By Brazil Stock Guide – Braskem (BRKM3, BRKM5, BRKM6; NYSE: BAK) set out the breakdown in talks between its Mexican unit Braskem Idesa and bondholders after releasing the Project Lavoisier Cleansing Materials in a filing to Brazil’s securities regulator.
According to the material disclosure, the sides exchanged proposals and held in-person meetings but failed to reach agreement, with the company stating it did not accept the creditors’ terms. The documents expose a critical financial position at the Mexico subsidiary: roughly US$2.3bn in gross debt, accelerating cash burn and reliance on a deep restructuring to keep operations running.
Structure under strain
The papers describe a prolonged period of compressed margins across the petrochemicals cycle, structural constraints on ethane supply in Mexico and elevated logistics costs.
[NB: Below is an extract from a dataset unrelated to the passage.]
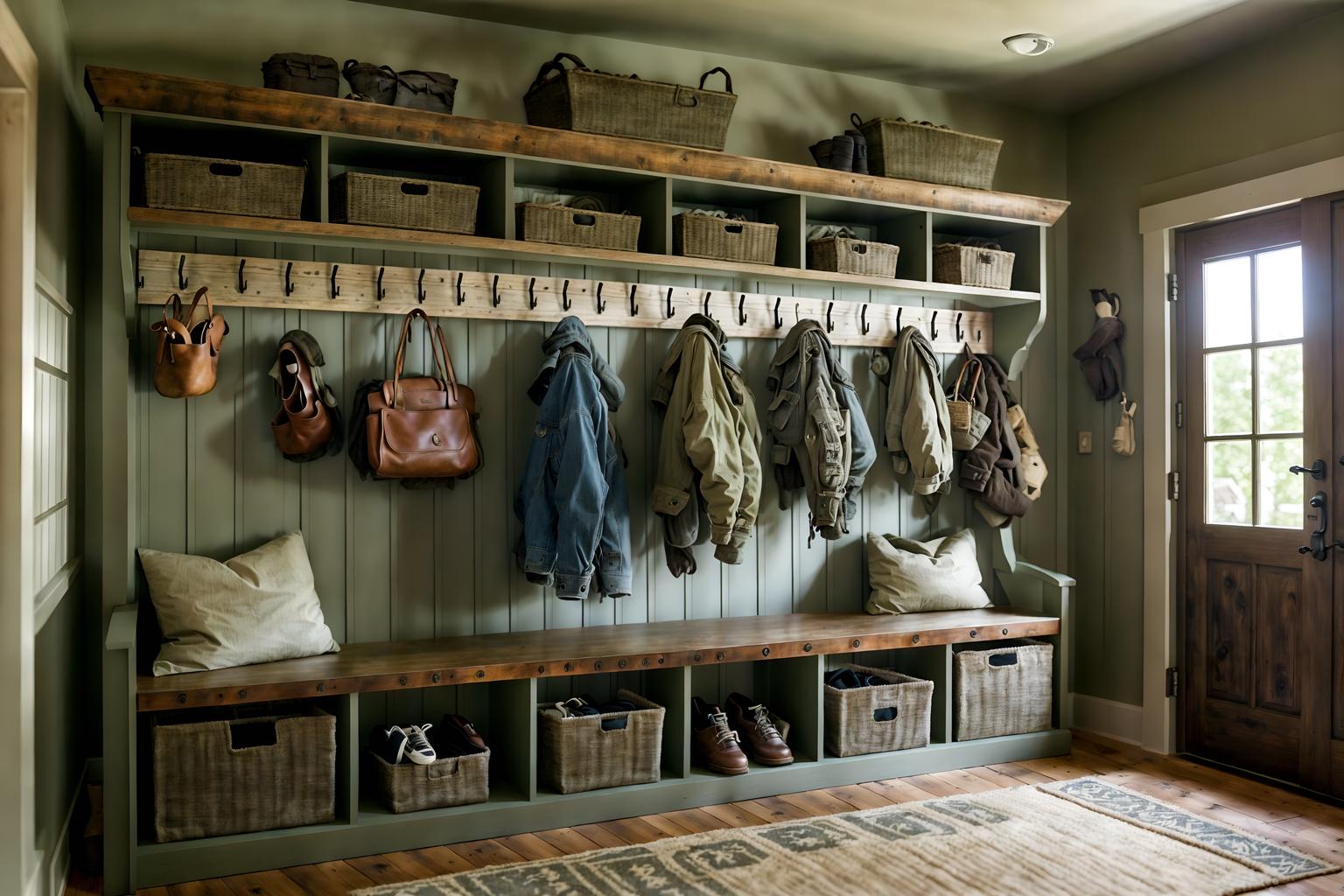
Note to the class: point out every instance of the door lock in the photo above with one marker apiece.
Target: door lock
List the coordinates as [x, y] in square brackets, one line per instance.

Under a status-quo scenario, cash turns negative in 2026 and deepens to about US$1.7bn negative by 2029, while debt remains largely unchanged at close to US$2.3bn.
Numbers that don’t add up
Projections point to US$136m of EBITDA in 2026, with net leverage above 44 times EBITDA. Even by 2028, after a gradual operational recovery, leverage still exceeds 21 times, signalling that a cyclical rebound alone does not fix the balance sheet.
What’s at stake
Braskem Idesa’s proposal centres on a shareholder-backed, defensive solution. The package includes up to US$300m in a liquidity facility and US$400m of new equity to fund a tender offer. Bondholders would be offered two paths: an exchange at par (100%) into new notes due in 2033 with a five-year interest holiday, or a 55% cash-out capped at US$400m. On a pro-forma basis, debt would fall to about US$1.6bn.
Clash of proposals
Creditors countered with a tougher plan, demanding US$900m of shareholder new money, including first-lien debt at 11%, additional equity injections and tighter control over collateral, covenants and capex. The divide reflects a core conflict: management seeks time and optionality until the cycle turns, while bondholders push for immediate value capture and greater operational control.
Outlook
With no agreement in place, Braskem Idesa’s restructuring is likely to drag on. As cash deteriorates ahead of the expected petrochemicals upturn, the risk of more coercive outcomes rises through 2026, increasing pressure on shareholders and creditors to reach a swift resolution.